India is witnessing a repeat of 2021 conditions, when temperatures touched 40 degrees Celsius as early as in February in some parts of the country. Said Avantika Goswami, deputy programme manager, climate change, CSE: “And this was when 2021 was the year of the La Nina — the Pacific water currents that are known to bring cooler temperatures globally. Indian weather scientists have informed that global warming has offset this cooling effect of La Nina.”
CSE researchers point out that rising heat has severe implications for water security. To begin with, it would mean greater evaporation from water bodies. Observed Narain: “It means that we need to work not just on storing water in millions of structures, but also plan for reducing losses due to evaporation. It’s not that evaporation losses did not happen in the past, but the rate of evaporation will now increase with the soaring temperatures.”
One option is to work on underground water storage, or wells. According to CSE researchers, India’s irrigation planners and bureaucracies have largely depended on canals and other surface water systems — they should not discount the management of groundwater systems.
Increased heat can also lead to a drying up of moisture in soils. It will make the land dusty and will increase the need for irrigation. In a country like India where the bulk of the food is still grown in rainfed regions — irrigated by rain — it will intensify land degradation and dust bowl formations. This means water management must go hand in hand with vegetation planning to improve the ability of soils to hold water, even in times of intense and prolonged heat.
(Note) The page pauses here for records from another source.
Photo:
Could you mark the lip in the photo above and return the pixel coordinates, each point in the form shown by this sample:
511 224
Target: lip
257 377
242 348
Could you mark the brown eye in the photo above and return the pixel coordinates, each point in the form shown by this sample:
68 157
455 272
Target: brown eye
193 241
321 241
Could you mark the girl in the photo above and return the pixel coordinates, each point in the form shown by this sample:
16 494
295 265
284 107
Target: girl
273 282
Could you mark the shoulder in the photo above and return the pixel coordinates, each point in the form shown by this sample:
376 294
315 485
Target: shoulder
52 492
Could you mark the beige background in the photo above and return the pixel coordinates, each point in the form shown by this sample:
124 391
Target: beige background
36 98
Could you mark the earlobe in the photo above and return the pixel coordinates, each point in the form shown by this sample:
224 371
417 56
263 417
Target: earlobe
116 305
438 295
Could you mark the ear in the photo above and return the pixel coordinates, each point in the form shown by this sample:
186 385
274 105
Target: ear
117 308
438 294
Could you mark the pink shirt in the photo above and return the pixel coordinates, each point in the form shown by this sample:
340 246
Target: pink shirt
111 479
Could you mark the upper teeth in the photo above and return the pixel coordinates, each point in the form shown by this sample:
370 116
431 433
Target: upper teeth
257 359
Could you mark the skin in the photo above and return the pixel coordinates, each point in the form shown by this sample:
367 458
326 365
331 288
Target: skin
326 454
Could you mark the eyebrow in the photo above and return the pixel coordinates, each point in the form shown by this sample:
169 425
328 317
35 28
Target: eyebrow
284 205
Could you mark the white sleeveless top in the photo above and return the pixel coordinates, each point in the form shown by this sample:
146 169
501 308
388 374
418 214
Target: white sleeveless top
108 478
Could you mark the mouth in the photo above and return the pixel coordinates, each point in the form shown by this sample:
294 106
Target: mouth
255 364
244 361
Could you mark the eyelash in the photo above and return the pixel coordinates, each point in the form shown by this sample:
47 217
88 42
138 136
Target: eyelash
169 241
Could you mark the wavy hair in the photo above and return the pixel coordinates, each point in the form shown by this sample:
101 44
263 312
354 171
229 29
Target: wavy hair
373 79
Thirdly, and obviously, heat will drive up the use of water — from drinking and irrigation to fighting fires in forests or buildings. We have already seen devastating forest fires rage in many parts of the world, and in the forests of India. This will only increase as temperatures go up. The demand for water will increase with climate change, making it even more imperative that we do not waste — either water or wastewater.
But this is not all. The fact is that climate change is already showing up in terms of the increasing number of extreme rain events. This means that we can expect rain to come as a flood, making the cycle of floods followed by droughts even more intense. “India already has fewer rainy days in a year — it is said that it rains for just 100 hours on average in a year. Now the number of rainy days will further go down, but extreme rainy days will increase.
This has a huge impact on our plans for water management. This means that we need to think more about flood management, not only to embank rivers but to optimise the floodwaters so that we can store them in underground and overground aquifers — wells and ponds.
But it also means that we need to plan differently for the capture of rainwater. Currently, our water structures, the many millions that are being constructed under the Mahatma Gandhi National Rural Employment Guarantee Act, for instance, are designed for normal rainfall. But now, as extreme rains become the normal, the structures will need to be redesigned so that they last over the seasons. The bottom-line is that we must plan deliberately to capture every drop, not just of rain but of floodwater, in this age of climate change.